I have the most difficulty when I need to introduce a new setting or situation. This is usually, but not always, at the beginning of a chapter or scene. I have an idea of what is there, but it’s all intellectual, not visual. And if I can’t see it, I can’t describe it. If I just say, “A man came up to me,” what do you see? Not much. If I say, “A tall man, well dressed, rather pale, and with an anxious expression came up to me,” now you can see him. (I’d have to revise that a few times to make it work in the context.)
The difficulty comes when I’m too concerned with moving the story forward to spend much time on settings, situations, characters, sometimes even actions in early drafts. If on a second draft I correct for text, for grammar, for logic, I eventually realize that no matter how well written it is, I still can’t see it. It’s still just a man — a silhouette as it were.

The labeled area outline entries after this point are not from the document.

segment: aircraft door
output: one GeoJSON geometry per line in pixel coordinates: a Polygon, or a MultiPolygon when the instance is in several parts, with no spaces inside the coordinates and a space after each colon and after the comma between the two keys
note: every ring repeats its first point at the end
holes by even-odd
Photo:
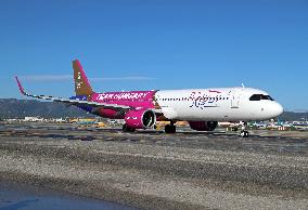
{"type": "Polygon", "coordinates": [[[230,99],[231,99],[231,108],[239,108],[240,107],[240,91],[239,90],[230,91],[230,99]]]}

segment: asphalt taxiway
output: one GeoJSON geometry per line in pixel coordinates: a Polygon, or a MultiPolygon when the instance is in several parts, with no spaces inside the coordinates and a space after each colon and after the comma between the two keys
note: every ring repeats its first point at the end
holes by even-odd
{"type": "Polygon", "coordinates": [[[308,132],[0,126],[0,178],[144,209],[307,209],[308,132]]]}

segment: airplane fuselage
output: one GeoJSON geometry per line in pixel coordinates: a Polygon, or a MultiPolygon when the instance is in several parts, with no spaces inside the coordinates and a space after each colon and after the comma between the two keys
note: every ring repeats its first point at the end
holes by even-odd
{"type": "MultiPolygon", "coordinates": [[[[269,94],[251,88],[215,88],[94,93],[91,101],[143,109],[159,108],[164,120],[266,120],[283,111],[282,106],[271,97],[252,101],[253,95],[269,94]]],[[[82,100],[80,95],[76,97],[82,100]]],[[[84,109],[91,108],[84,107],[84,109]]],[[[124,113],[107,108],[92,113],[106,118],[120,119],[125,116],[124,113]]]]}

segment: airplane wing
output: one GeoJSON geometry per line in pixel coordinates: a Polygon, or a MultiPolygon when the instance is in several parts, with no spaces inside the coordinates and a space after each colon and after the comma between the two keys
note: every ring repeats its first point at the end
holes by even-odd
{"type": "Polygon", "coordinates": [[[54,96],[48,96],[48,95],[34,95],[34,94],[29,94],[25,91],[25,89],[23,88],[21,81],[18,80],[17,77],[15,77],[20,91],[23,95],[29,96],[29,97],[35,97],[35,99],[39,99],[39,100],[50,100],[50,101],[54,101],[54,102],[62,102],[65,104],[69,104],[69,105],[87,105],[87,106],[91,106],[91,107],[102,107],[102,108],[111,108],[111,109],[115,109],[115,110],[128,110],[128,109],[136,109],[136,107],[131,107],[131,106],[125,106],[125,105],[117,105],[117,104],[105,104],[105,103],[99,103],[99,102],[89,102],[89,101],[80,101],[80,100],[67,100],[67,99],[63,99],[63,97],[54,97],[54,96]]]}

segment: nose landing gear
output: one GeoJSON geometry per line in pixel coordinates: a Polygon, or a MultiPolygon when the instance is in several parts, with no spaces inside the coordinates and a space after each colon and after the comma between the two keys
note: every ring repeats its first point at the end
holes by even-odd
{"type": "Polygon", "coordinates": [[[165,126],[165,133],[176,133],[177,127],[174,124],[174,121],[170,124],[165,126]]]}
{"type": "Polygon", "coordinates": [[[240,132],[240,135],[242,137],[248,137],[249,136],[249,132],[246,130],[246,127],[247,127],[247,122],[243,122],[242,130],[240,132]]]}

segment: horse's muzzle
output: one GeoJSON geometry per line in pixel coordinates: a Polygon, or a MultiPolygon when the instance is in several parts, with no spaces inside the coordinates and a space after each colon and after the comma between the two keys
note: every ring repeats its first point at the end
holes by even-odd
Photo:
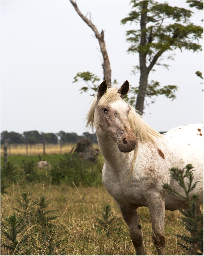
{"type": "Polygon", "coordinates": [[[137,145],[137,140],[136,137],[135,138],[132,139],[124,137],[117,142],[119,150],[123,153],[128,153],[132,151],[137,145]]]}

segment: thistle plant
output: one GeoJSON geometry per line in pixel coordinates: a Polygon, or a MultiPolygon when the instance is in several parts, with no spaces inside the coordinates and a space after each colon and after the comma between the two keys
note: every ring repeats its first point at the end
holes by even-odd
{"type": "Polygon", "coordinates": [[[199,182],[198,181],[194,182],[193,168],[192,165],[189,164],[182,170],[173,168],[170,170],[171,177],[177,181],[179,185],[183,189],[185,192],[184,195],[181,195],[167,184],[165,184],[163,187],[174,197],[186,201],[189,205],[188,209],[185,210],[179,210],[182,214],[179,218],[186,230],[189,231],[193,235],[191,237],[187,235],[175,235],[178,237],[180,238],[184,242],[184,243],[178,243],[178,244],[192,255],[203,255],[203,226],[201,226],[201,223],[203,223],[203,214],[197,214],[197,211],[199,207],[198,195],[193,194],[190,196],[190,194],[195,188],[197,182],[199,182]]]}
{"type": "Polygon", "coordinates": [[[23,216],[17,215],[15,212],[7,217],[4,217],[1,224],[2,232],[6,238],[10,240],[11,244],[6,243],[2,243],[1,246],[10,249],[13,251],[16,249],[18,252],[20,243],[18,241],[17,236],[25,227],[23,216]]]}
{"type": "Polygon", "coordinates": [[[112,207],[109,204],[106,204],[102,207],[102,211],[100,211],[101,218],[96,218],[99,224],[104,231],[106,232],[106,237],[108,237],[110,233],[111,229],[115,230],[116,216],[114,215],[111,210],[112,207]]]}

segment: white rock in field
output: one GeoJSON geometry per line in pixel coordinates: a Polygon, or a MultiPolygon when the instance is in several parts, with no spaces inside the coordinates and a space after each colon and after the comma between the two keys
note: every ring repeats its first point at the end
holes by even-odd
{"type": "Polygon", "coordinates": [[[39,168],[44,168],[45,167],[50,168],[51,167],[48,162],[45,160],[40,161],[37,164],[37,166],[39,168]]]}

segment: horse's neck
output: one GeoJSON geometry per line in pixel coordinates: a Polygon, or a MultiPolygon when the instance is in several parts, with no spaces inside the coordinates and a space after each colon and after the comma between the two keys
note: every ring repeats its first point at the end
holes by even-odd
{"type": "Polygon", "coordinates": [[[127,153],[120,152],[116,143],[108,137],[97,134],[97,140],[106,162],[113,168],[121,162],[127,153]]]}

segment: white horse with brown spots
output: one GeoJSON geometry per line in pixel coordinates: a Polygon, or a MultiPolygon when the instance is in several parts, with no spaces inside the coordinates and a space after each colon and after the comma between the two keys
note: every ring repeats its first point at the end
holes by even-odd
{"type": "MultiPolygon", "coordinates": [[[[146,206],[151,216],[154,243],[158,254],[163,255],[165,210],[188,207],[163,188],[167,183],[184,195],[170,176],[171,168],[182,169],[192,164],[194,181],[200,181],[193,193],[203,203],[203,124],[185,125],[161,135],[122,99],[129,88],[127,81],[118,90],[107,89],[106,81],[103,82],[87,114],[87,126],[95,128],[105,160],[103,182],[128,225],[136,254],[144,255],[137,209],[146,206]]],[[[201,214],[199,207],[197,211],[201,214]]]]}

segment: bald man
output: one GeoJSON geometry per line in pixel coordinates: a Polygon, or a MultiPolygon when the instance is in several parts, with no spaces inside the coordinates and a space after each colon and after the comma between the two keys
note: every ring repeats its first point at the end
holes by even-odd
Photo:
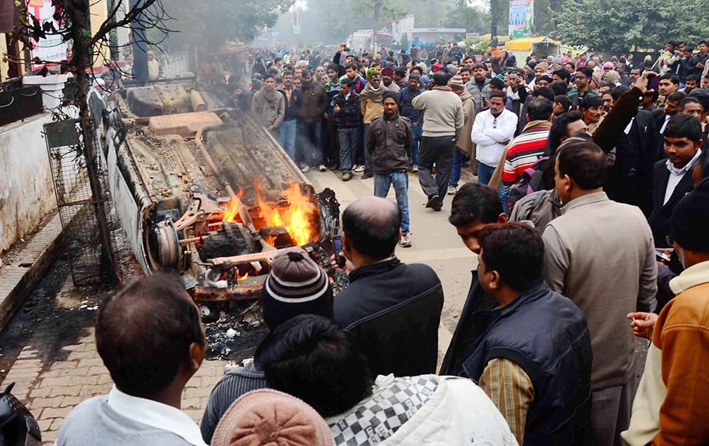
{"type": "Polygon", "coordinates": [[[199,310],[179,278],[157,273],[104,301],[96,347],[113,388],[72,410],[57,446],[206,446],[180,410],[182,389],[204,358],[205,340],[199,310]]]}
{"type": "Polygon", "coordinates": [[[396,205],[378,197],[342,212],[350,285],[335,299],[335,321],[362,348],[374,376],[436,370],[443,289],[429,266],[396,258],[401,224],[396,205]]]}

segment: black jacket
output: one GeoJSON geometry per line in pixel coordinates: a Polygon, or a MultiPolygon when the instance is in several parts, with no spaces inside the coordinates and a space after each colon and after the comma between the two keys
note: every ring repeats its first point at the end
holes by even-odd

Especially if the setting, the place, the situation, is complicated, involving character action and reaction. It can take me a long time to figure out what things look like, sound like, feel like, smell like — to describe what really is there, not what I just think is there. So I take the twenty minutes, or two hours, or however long I need to make the setting, a paragraph perhaps no larger than the first one above, sensorial rather than intellectual. If I can’t see it, then you can’t see it, and it’s so easy then for a reader to just drop out of the story.
There is a real difference between what I know in my mind, and what I experience with my senses. I don’t want to be outside the story, looking in. I want to be inside the story, experiencing it. For me, it’s worth the effort.